Remember the foggy past of 2015? That was the year it was projected we humans would take more than 1 trillion pictures globally, thanks mostly to mobile phone proliferation. Developing countries helped lead the way; according to the Pew Research Center, sub-Saharan African nations are among those bypassing land lines in favor of mobile technology, with all those new phones used first for texting, next for taking pictures or videos. A review of the data since showed the projection was pretty close* — almost exactly 1 trillion photos are thought to have been captured in 2015.

That was then. And today? Today it’s predicted there will be 7.5 billion people in the world in 2017, and about 5 billion of them will have a mobile phone. Let’s say roughly 80% of those phones have a built-in camera: around 4 billion people. And let’s say they take 10 photos per day – that’s 3,650 photos per year, per person. That adds up to more than 14 trillion photos annually (14,600,000,000,000).

Much more conservatively, if only one billion people have cameras or phones, and take less than 3 photos per day/1,000 pictures per year, that’s still 1 trillion photos captured every year.

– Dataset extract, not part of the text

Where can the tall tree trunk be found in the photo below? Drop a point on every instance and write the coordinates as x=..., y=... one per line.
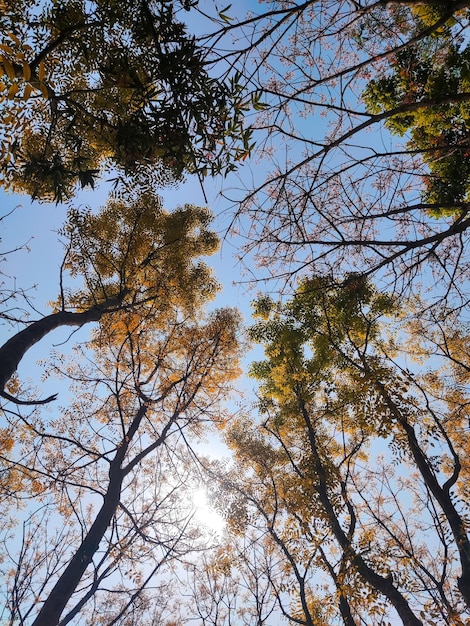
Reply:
x=16, y=347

InfoTrends’ most recent worldwide image capture forecast takes this conservative route, estimating consumers will take 1.1 trillion photos worldwide in 2016. This number will grow to 1.2 trillion photos in 2017. The compound annual growth rate (CAGR) from 2016 to 2017 will be 9%.

These hard-to-wrap-your-head-around numbers are illustrated below, with the ever-upwards trend for more picture capture and storage projected, of course, to continue, with digits we wish could be narrated by Carl Sagan or Dr. Evil.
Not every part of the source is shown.